Fremont, CA: Large volumes of highly classified knowledge are held collectively by healthcare institutions. This data is gathered from a large number of people and includes crucial financial information. According to research, while other sectors have taken steps to identify and address cyberattacks, the healthcare industry has been reluctant to implement cybersecurity, prompting attackers to turn their attention to the less secure healthcare field.
Here are three challenges in healthcare data management:
Human or user error is one of the most common causes of data breaches. When accessing lab work from the provider's portal over an insecure network, emailing confidential information, or uploading/downloading unencrypted data over the cloud, users accidentally open the backdoor access to their data. It's also worth noting that while HIPAA regulations apply to healthcare providers, they don't apply to users. As a result, users should follow best practices for data security, pay attention to when and where their data is being disseminated, and use strong encryption wherever possible.
Adoption of Cloud and Mobile
Changes in time, such as the coronavirus pandemic, have caused people to keep a safe distance from one another and complete tasks remotely. Remote/distance healthcare solutions, such as healthcare mobile apps, video conferencing, and texting, have exploded in popularity as a result. Although healthcare providers can easily encrypt data in the cloud, covering it on-premise/user applications could be more difficult. As a result, healthcare providers must maintain strict protection and Bring Your Own Device (BYOD) policies to ensure that their use of cloud and mobile technology does not violate HIPAA.
Industries like healthcare, which rely on reliable and precise data all of the time, cannot afford a system failure.
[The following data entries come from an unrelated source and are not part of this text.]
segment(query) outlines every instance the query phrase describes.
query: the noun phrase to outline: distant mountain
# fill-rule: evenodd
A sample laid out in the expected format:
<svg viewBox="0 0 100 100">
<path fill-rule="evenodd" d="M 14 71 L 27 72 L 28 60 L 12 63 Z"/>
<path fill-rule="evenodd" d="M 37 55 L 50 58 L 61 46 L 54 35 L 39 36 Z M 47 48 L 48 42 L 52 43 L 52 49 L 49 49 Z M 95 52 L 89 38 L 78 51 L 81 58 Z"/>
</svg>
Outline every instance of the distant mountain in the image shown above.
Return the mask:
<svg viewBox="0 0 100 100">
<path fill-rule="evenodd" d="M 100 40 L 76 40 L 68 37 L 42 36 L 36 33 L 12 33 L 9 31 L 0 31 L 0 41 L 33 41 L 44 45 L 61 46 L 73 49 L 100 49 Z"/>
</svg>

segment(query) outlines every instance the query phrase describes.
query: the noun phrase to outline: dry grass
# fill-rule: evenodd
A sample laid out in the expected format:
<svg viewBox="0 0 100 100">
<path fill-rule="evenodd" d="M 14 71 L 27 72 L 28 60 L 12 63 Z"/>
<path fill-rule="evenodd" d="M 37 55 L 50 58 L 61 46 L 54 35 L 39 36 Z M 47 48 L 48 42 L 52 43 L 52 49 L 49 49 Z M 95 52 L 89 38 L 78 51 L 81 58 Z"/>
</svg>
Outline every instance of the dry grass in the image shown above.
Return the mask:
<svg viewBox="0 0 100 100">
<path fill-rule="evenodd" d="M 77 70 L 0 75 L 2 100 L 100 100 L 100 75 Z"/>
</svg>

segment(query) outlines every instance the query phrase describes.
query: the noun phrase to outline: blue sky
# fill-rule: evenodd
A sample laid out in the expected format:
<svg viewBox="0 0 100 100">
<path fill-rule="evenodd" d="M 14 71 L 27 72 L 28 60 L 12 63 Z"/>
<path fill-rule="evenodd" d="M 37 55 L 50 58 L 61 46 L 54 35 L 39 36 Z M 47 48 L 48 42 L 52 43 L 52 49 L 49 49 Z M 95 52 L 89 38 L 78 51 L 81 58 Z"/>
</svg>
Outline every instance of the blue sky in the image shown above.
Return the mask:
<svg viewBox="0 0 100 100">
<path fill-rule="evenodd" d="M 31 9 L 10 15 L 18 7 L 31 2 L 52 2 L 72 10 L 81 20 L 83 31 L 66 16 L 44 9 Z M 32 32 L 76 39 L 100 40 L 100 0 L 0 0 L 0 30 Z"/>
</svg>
To maintain reliability, systems are often not upgraded regularly. While such systems provide reliability and stability, vendors discontinue support for your IT systems, including critical security updates, posing a significant data security risk. Many healthcare providers are already using obsolete technologies and find it challenging to integrate new technology into their practices. They must be on the lookout for compromised systems and devices that could allow unauthorized access.